Work is so far advanced that it was possible to allow the public access during the Night of Culture to see the progress for themselves. 

Determined clearly by necessary economic considerations, there will be a mix of uses for the building including car parking, a restaurant, a gym and luxury apartments across the upper levels but the primary function will be as the new home for the Danish Architecture Centre and for BLOXHUB - the Danish Design Council along with other associated bodies and companies working broadly on architecture to focus on the Built Environment … rather than the Natural Environment.

 

 
 

 

The architect for the project is Rem Koolhas and his studio in Rotterdam - OMA (Office for Metropolitan Architecture) - and the development is by Realdania who have an excellent web site for more information.

 

Dorte Mandrup Arkitekter

 

Næstvedgade Day Care Centre, Copenhagen (2004)

 

Slowly but hopefully surely more architects and designers are being added to the menus that drop down from the bar at the top of the site.

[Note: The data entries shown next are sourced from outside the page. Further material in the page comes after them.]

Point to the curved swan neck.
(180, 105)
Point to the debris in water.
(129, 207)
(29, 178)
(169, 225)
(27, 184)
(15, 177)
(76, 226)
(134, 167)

These pages are simply a broad introduction to the work of an individual or a studio ... a quick reference point for a reader wanting to find links to a person or a company that has been the subject of a post so links will be added to existing works, to provide a context, or for new work or to web sites, exhibition details, and references to catalogues and monographs.

The latest addition is a brief summary of the works of the Copenhagen architects Dorte Mandrup Arkitekter.